Через пару дней первые пять человек добрались до якутского селения Кендюкель на реке Чаре. Здесь и заночевали, а утром их юрта была окружена прибывшим из Олёкминска отрядом под командой подпоручика Захаренко. После короткого допроса всех пятерых по очереди вывели во двор и расстреляли.
На другой день захватили вторую группу из шести человек, среди которых находился Строд.

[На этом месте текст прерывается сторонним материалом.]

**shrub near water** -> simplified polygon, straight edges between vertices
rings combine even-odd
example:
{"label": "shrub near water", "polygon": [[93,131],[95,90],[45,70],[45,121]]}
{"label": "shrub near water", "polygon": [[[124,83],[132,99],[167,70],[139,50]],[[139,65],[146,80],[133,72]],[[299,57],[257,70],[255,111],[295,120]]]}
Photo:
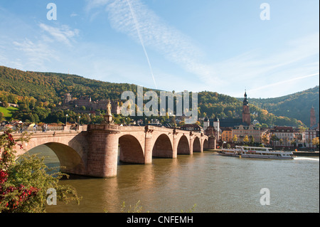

Их привели в тот же Кендюкель, но убить не успели: во время допроса Захаренко доложили, что обнаружена последняя группа красных; он со своими людьми поспешил к указанному месту, оставив Строда с товарищами под караулом и пообещав расстрелять их, когда вернется.
Самыми заметными членами третьей группы были председатель Центросибири Яковлев и двадцатилетний поэт-революционер Федор Лыткин, недавний студент-юрист Томского университета, сын русской крестьянки и ссыльного курда, носивший фамилию своего бурятского отчима.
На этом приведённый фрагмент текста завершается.